Strachey’s syntactical style enables the reader to dilute a clear view of Nightingale’s life. His creative tone in using rhetorical questions eradicates Nightingale’s courageous endeavor and capabilities. From lines 20 to 22, Strachey exhibits the truth that even when her sister had shown a “healthy pleasure” in tearing up her dolls, she should a “morbid one” sewing them back up.
This idea seems particularly demonic and malevolent (the feeling she expresses while sewing her dolls) because she feels a sense of guilty enjoyment in fixing something that is not perfect. Her gratification is that of healing and “herself as matron moving about among the beds”. Continuously, these rhetorical questions delineate a fact and expound it further enhancing the reader to fully understand the structure of Nightingale’s motivations and drive.
Another strategy that Strachey uses is the use of long and ornate sentences that are broken off by telegraphic ones.
This technique enables the audience to feel an utmost sincere admiration for Nightingale (line 2 through 12). With the reader’s emotions at a peak, Strachey quickly halts your train of thought and hits you with a complete opposite idea. This makes the reader more vulnerable to what the author has to say because it catches them at their weakest moment (overflowing with sentiment). Strachey further commends in making Nightingale look like a legendary women who has undergone apotheosis causing the story to become an epic one.

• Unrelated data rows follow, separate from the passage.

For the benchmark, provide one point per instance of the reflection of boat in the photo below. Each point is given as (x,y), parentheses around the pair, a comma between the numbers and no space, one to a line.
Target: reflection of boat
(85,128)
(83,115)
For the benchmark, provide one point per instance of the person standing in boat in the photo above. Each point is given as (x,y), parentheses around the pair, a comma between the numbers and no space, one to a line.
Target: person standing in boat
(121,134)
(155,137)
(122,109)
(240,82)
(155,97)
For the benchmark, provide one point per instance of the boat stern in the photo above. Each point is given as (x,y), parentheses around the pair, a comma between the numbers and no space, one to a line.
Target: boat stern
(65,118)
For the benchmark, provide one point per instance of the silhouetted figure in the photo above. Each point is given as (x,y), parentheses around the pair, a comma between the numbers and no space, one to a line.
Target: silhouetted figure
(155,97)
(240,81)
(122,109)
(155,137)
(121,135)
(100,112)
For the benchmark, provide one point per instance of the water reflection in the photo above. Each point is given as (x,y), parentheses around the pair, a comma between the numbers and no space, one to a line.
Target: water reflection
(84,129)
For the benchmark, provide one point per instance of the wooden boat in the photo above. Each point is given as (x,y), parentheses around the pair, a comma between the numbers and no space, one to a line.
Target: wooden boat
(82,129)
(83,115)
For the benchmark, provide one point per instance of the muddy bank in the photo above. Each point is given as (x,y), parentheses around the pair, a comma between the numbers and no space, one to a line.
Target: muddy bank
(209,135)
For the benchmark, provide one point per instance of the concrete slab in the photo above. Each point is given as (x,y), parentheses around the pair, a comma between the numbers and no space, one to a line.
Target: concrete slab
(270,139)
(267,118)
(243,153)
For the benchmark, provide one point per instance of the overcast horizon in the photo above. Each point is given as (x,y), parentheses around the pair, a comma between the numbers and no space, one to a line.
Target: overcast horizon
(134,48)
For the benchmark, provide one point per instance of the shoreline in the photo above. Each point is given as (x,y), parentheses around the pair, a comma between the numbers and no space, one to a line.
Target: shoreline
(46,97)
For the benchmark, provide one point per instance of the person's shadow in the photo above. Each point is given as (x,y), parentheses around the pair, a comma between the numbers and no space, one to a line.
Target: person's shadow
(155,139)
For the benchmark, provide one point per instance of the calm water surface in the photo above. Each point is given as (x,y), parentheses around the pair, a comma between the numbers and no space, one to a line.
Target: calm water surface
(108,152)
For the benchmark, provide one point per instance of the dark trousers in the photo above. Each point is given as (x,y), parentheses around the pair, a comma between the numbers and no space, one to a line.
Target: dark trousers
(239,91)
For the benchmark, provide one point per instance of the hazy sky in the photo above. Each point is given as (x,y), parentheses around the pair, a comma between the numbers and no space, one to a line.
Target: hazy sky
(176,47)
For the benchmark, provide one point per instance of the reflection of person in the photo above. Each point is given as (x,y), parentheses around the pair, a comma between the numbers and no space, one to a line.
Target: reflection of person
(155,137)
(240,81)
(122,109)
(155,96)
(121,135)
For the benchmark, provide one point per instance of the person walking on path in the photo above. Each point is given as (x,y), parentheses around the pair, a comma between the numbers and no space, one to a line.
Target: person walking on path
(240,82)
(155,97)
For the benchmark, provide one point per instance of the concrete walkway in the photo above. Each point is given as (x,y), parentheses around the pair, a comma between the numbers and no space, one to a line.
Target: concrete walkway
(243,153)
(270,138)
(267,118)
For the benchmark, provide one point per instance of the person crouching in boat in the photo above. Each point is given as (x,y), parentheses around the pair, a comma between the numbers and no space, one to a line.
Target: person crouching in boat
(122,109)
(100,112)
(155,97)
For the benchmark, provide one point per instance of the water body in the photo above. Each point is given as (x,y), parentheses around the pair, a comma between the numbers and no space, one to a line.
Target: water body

By living in the era of the Victorian age, Florence Nightingale’s story is an even more honorable one. This period came with the discrimination of women and their societal roles which intervened with Nightingale’s bourgeoisie life. Opposing all the luxuries and dealing with the struggle pushed upon her makes her an immense figure in time. She fought for what she wanted: she opposed her family, the elite society, and the status quo that women didn’t work. With this, she possessed the energy to collect knowledge and achieve what she had “determined she would do in the end”: – gain her independence. Unlike the myths that casted Nightingale to a simple life, she “was not as facile fancy painted her”. She was a courageous woman who fought for what she believed in, even if it was morbid.
In the last paragraph, Strachey defies a quote that her mother gives about Miss Nightingale. In this, she mockingly states that “We are ducks… who have hatched a wild swan”. This quote, though given by Mrs. Nightingale, represents Florence Nightingale’s perception of her family (taken from the mother viewpoint). In reality she is blind that the idea that Florence has a different path to follow which involves helping the ill-fated humans. It is as if Mrs. Nightingale is embarrassed that she has done something with her life. In reality, Miss Nightingale is “an eagle”. She casts a brave, bold and independent shadow that wants to soar above the limitations of her family and social class.
Florence Nightingale’s strive is marked with accomplishments and greatness because she surpassed all her obstacles, “held firm, and fought her way to victory”. This suffrage has made her stronger which is one of the reasons Strachey admires her. She did not get her life job on a silver platter; she worked for it, and passed through much hardship, making the prize the more rewarding. His via from the popular perceptions to reality permits the reader to comprehend the illusion and see that the reality was even superior and audacious; “in the real Miss Nightingale there was more than was interesting than in the legendary one”. Even his melancholic tone and diction towards Nightingale renders the stance that she was an amazing woman and worked her way out of the “tortures of regret and remorse” that were compelled deep inside her mind.